26. Mon enseignement vous forme à une adoration parfaite, spirituelle et pure du Père, car l'âme de l'homme est — sans s'en rendre compte — parvenue aux seuils du temple du Seigneur, où elle entrera pour sentir ma présence, pour entendre ma voix par son esprit et me voir dans la lumière qui descend sur son intelligence.

27. Le vide que les hommes ressentent en ce temps au sein de leurs différentes communautés religieuses est dû au fait que l'âme a faim et soif de spiritualisation. Les rites et les traditions ne lui suffisent plus, elle aspire à connaître ma vérité. (138, 43-44)

La Cène et la messe

28. Je ne suis jamais venu vers les hommes enveloppé de mystères. Si Je vous ai parlé en images pour vous révéler le Divin ou pour représenter l'Éternel sous une forme matérielle quelconque, c'était pour que vous Me compreniez. Mais si les hommes s'obstinent à vénérer des formes, des objets ou des symboles au lieu de rechercher le sens profond de ces enseignements, il est tout à fait naturel qu'ils stagnent pendant des siècles et voient des mystères partout.

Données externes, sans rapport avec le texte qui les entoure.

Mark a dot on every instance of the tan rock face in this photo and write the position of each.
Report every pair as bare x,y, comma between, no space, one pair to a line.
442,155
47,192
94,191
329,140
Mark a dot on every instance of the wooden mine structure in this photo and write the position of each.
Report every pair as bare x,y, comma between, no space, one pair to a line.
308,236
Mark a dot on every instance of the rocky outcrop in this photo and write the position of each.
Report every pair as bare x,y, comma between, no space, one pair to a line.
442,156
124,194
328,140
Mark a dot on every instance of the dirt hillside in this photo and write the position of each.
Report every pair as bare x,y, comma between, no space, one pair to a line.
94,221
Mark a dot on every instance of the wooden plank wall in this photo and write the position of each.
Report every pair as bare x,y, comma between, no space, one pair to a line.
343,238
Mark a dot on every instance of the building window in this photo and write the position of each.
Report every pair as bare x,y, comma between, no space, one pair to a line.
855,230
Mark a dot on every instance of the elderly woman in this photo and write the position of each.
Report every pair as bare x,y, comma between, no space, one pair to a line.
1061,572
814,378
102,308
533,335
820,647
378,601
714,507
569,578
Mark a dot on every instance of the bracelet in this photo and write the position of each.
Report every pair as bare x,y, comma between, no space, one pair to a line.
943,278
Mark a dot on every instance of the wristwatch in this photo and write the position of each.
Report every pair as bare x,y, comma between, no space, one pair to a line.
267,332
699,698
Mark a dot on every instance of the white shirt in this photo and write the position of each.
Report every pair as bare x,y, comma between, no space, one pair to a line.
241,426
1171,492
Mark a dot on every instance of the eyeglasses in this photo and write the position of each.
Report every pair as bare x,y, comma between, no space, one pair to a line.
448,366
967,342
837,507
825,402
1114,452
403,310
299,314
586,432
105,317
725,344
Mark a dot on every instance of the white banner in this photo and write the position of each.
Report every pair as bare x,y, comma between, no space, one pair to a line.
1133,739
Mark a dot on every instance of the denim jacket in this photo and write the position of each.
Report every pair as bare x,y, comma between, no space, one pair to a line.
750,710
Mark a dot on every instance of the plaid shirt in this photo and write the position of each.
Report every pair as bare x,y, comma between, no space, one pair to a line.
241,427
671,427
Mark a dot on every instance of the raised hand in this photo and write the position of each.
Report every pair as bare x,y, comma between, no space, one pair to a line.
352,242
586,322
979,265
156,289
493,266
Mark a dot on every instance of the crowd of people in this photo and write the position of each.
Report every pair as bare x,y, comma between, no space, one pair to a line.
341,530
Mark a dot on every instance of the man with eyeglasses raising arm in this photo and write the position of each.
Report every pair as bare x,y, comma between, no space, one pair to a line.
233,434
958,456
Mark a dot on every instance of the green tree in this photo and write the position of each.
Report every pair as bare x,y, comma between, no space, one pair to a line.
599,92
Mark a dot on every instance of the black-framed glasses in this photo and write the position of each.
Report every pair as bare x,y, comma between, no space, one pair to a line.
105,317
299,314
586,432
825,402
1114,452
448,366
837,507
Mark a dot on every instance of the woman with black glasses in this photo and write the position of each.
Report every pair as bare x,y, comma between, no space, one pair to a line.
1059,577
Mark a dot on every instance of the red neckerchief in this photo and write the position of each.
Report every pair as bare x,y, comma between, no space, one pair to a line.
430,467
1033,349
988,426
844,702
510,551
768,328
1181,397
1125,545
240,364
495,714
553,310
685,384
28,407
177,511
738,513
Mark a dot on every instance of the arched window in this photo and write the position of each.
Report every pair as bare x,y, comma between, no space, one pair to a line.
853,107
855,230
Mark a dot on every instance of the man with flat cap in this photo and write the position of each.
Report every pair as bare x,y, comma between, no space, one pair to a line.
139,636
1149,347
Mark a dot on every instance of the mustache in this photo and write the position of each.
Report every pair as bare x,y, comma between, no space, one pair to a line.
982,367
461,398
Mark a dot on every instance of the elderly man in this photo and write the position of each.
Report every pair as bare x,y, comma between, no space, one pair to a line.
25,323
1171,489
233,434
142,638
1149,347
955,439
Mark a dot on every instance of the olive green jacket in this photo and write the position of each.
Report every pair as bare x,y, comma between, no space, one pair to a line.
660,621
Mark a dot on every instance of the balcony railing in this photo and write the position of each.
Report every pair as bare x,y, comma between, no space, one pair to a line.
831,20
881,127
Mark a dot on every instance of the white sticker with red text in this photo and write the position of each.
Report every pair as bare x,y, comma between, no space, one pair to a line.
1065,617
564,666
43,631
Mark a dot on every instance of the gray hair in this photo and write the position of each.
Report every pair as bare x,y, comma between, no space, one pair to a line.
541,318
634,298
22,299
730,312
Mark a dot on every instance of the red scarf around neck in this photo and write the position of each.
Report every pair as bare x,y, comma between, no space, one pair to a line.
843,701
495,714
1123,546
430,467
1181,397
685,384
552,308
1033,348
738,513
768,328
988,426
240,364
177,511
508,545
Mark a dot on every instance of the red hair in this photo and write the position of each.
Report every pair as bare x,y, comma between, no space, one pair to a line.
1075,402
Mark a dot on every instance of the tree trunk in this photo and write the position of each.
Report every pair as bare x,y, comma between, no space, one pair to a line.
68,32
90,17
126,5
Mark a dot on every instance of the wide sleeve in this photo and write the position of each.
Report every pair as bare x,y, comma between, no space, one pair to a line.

29. Depuis l'époque du séjour d'Israël en Égypte, où mon sang a été incarné par celui d'un agneau, il y a eu des hommes qui ne vivent que de traditions et de rites, sans comprendre que ce sacrifice était une image du sang que le Christ devait verser pour vous donner la vie spirituelle. D'autres, qui croient se nourrir de mon corps, mangent du pain matériel sans vouloir comprendre que — lorsque j'ai donné le pain à mes disciples lors de la Cène — c'était pour leur faire comprendre que celui qui se nourrit du sens de ma parole se nourrit de Moi.

30. Combien sont rares ceux qui sont capables de comprendre véritablement mes enseignements divins, et ces rares sont ceux qui les interprètent avec l'Esprit. Considérez toutefois que je ne vous ai pas remis la révélation divine d'un seul coup, mais que je vous l'explique peu à peu à chacune de mes instructions. (36, 7-9)

31. La joie habite le cœur de ces foules d'auditeurs, car elles savent que devant leur esprit se tient le festin céleste où le Maître les attend pour leur donner à manger et à boire le pain et le vin de la vraie vie.

32. La table autour de laquelle Jésus s'était alors réuni avec ses apôtres était un symbole du Royaume des Cieux. Là, le Père était entouré de ses enfants, là se trouvaient les mets qui représentaient la vie et l'amour ; la voix divine résonnait, et son essence était l'harmonie universelle, et la paix qui y régnait était la paix qui règne dans le Royaume de Dieu.

33. Vous avez cherché à vous purifier en ces heures matinales, car vous pensiez que le Maître vous apporterait un nouveau Testament par ses paroles, et il en est ainsi : aujourd'hui, Je vous permets de faire mémoire du pain et du vin par lesquels J'ai représenté mon corps et mon sang. Mais je vous dis aussi que, en ce temps nouveau, vous ne trouverez cette nourriture que dans le sens divin de ma Parole. Si vous cherchez mon corps et mon sang, vous devez les chercher dans le divin de la Création, car je ne suis qu'Esprit. Mangez de ce pain et buvez de ce vin, mais remplissez aussi ma coupe, je veux boire avec vous : j'ai soif de votre amour.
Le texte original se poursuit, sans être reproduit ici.